Provided Tools (Official)
- Qwen3-ASR-Toolkit (Official CLI, MIT)
Auto-splits long files (VAD) for parallel API calls. Installable via pip install qwen3-asr-toolkit. Supports 3-minute limit bypass, thread count specification, log output.
- Hugging Face Spaces Demo
Official space for browser-based audio upload trials.
API and SDK Usage
Implementation is simple. Obtain API key from Model Studio, call via SDK or HTTP specifying audio file. Below is a minimal Python SDK example image (endpoints vary by region).
import os, dashscopedashscope.base_http_api_url = 'https://dashscope-intl.aliyuncs.com/api/v1' # Beijing: https://dashscope.aliyuncs.com/api/v1
messages = [ {"role": "system", "content": [{"text": "Context text like proper nouns (optional)"}]}, # Context injection {"role": "user", "content": [{"audio": "https://example.com/audio.mp3"}]}]

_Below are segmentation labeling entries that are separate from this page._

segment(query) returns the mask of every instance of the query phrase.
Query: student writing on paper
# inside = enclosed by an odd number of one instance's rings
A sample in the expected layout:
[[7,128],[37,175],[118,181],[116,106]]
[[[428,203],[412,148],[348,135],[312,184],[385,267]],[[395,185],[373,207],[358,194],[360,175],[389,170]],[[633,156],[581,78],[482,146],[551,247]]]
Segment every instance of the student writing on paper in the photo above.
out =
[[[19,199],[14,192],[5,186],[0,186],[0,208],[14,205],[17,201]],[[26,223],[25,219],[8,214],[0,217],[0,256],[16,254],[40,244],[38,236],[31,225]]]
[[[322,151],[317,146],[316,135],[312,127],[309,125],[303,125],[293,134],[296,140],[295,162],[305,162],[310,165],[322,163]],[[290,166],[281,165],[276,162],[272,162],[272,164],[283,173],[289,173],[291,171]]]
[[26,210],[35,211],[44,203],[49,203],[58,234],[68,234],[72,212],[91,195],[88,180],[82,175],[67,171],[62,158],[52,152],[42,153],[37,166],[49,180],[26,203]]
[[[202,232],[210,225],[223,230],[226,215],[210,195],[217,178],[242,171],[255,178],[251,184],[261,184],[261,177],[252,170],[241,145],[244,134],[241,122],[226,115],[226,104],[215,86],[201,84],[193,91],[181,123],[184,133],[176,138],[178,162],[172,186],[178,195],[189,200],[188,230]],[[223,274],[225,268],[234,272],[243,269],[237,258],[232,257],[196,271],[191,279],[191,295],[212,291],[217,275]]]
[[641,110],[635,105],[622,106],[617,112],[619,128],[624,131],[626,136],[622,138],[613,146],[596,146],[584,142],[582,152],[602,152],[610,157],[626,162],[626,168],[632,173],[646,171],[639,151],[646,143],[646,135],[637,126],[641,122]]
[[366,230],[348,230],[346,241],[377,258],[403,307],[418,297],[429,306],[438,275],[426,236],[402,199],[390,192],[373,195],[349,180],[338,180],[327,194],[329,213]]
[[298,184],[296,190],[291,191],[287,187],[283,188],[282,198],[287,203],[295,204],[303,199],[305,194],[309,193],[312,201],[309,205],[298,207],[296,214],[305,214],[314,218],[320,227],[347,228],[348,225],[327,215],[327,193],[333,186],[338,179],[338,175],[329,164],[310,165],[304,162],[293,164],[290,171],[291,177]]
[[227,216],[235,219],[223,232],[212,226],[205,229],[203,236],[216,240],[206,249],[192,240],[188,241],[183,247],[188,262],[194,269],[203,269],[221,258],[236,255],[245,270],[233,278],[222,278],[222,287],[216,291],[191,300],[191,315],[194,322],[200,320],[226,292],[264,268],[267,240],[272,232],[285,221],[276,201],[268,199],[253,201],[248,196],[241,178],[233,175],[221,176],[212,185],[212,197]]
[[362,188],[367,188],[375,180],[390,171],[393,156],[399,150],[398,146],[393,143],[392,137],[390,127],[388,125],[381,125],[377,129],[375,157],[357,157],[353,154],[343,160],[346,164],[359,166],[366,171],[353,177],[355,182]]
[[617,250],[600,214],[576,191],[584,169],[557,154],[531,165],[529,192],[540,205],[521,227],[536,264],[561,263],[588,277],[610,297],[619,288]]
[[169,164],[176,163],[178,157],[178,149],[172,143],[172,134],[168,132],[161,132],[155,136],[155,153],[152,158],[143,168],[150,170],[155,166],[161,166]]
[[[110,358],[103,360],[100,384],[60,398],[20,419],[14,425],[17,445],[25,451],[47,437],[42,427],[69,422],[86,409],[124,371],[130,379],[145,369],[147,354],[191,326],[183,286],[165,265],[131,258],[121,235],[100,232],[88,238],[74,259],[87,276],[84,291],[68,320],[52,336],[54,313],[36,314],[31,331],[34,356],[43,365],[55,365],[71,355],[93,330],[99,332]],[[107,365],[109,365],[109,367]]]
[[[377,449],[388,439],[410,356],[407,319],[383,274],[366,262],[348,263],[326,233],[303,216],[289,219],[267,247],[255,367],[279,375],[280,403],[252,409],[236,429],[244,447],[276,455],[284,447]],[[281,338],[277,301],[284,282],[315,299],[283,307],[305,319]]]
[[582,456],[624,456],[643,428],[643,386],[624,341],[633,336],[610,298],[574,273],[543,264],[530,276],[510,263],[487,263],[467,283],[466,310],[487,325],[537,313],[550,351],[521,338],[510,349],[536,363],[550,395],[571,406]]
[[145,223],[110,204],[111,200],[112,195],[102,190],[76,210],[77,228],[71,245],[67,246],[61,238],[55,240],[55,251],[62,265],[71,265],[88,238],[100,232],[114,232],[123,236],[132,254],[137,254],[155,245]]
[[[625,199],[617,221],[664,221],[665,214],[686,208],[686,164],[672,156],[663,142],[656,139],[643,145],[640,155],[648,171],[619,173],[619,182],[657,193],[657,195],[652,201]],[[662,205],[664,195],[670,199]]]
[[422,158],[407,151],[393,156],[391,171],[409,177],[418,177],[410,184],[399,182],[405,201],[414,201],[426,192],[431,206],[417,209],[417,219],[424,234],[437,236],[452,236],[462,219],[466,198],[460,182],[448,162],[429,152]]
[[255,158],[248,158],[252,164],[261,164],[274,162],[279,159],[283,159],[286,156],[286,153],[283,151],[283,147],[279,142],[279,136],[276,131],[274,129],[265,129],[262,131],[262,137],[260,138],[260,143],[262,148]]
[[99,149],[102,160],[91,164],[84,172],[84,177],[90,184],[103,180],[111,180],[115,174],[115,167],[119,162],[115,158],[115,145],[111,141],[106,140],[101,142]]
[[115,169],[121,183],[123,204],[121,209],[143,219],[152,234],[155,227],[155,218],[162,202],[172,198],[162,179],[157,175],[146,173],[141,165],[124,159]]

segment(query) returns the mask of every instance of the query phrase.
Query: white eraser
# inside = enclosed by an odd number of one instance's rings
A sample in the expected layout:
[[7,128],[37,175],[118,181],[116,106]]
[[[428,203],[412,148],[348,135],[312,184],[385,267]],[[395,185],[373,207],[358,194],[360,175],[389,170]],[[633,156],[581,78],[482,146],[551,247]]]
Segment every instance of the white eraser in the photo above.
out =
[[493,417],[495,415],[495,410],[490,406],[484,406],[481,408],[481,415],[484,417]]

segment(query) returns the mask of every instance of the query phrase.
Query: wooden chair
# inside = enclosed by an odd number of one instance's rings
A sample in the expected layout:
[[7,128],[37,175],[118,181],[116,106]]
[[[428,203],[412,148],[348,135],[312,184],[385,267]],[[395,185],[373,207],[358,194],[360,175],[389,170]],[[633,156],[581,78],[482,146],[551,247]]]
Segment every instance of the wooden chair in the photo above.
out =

resp = dashscope.MultiModalConversation.call( api_key=os.getenv("DASHSCOPE_API_KEY"), model="qwen3-asr-flash", messages=messages, result_format="message", asr_options={"enable_lid": True, "enable_itn": True})print(resp)As above, simply specify “audio URL,” “(optional) context,” “output settings (ITN, language detection, etc.)” and call. Local files can be placed on public URLs or processed via official CLI.
Main Business Application Areas
Based on feature characteristics (multilingual, singing, noise resistance, streaming, context injection), suited for scenarios like:
-
Real-time subtitle display and meeting minute transcription for meetings/webinars (streaming + auto language detection).
-
Video/music content transcription and subtitle generation (lyric transcription and BGM-background recognition).
-
Voice support call log transcription, search, and analysis (robustness in noisy environments).
-
e-Learning and training material creation (multilingual support + specialized term enhancement via context injection).
Combining language specification and context utilization during use case design facilitates accuracy improvement.
Requirements to Verify Before Implementation
Verifying API specs and limits before use avoids operational troubles.
- File Limits
Audio limited to 3min/10MB per request, assuming 16kHz mono. Long audio handled via CLI auto-split (VAD).
- Model Characteristics
Qwen3-ASR is a single-turn model. Does not retain conversation history or multi-turn prompts.
- Context Injection
Maximum 10,000 tokens. Flexibly injects from hotword lists to paragraph text.
- ITN Application Scope
ITN currently applicable to Chinese and English. Consider post-processing design as needed.
- Endpoints
URLs and API keys differ between international (Singapore) and mainland China (Beijing). Attention to environment variable and billing configuration management.
Usage Considerations and Risks
Understand specification-derived considerations to ensure quality and compliance.
No online trial UI is provided, so API-based invocation is standard (demo available on HF Spaces; verification via scripts or CLI). Audio passed to API should preferably be provided via public URLs, requiring sufficient consideration for data rights, confidentiality, and consent. Additionally, punctuation, number normalization (ITN), and proper noun processing vary output depending on settings, so establishing review and post-editing flows enables stable usage.
Summary
Qwen3-ASR is an ASR service covering multilingual, dialect, and singing with a single model, equipped with practical implementation features like streaming and context injection. Pricing is per-second, with a 36,000-second free tier in 90 days after account activation. Before implementation, verify 3min/10MB request limit, single-turn model characteristic, ITN coverage, regional endpoint and billing differences. First verify operational feel and accuracy with free tier and official CLI/demo, then refine settings (language specification, context design, post-editing flow) according to production requirements for smooth deployment.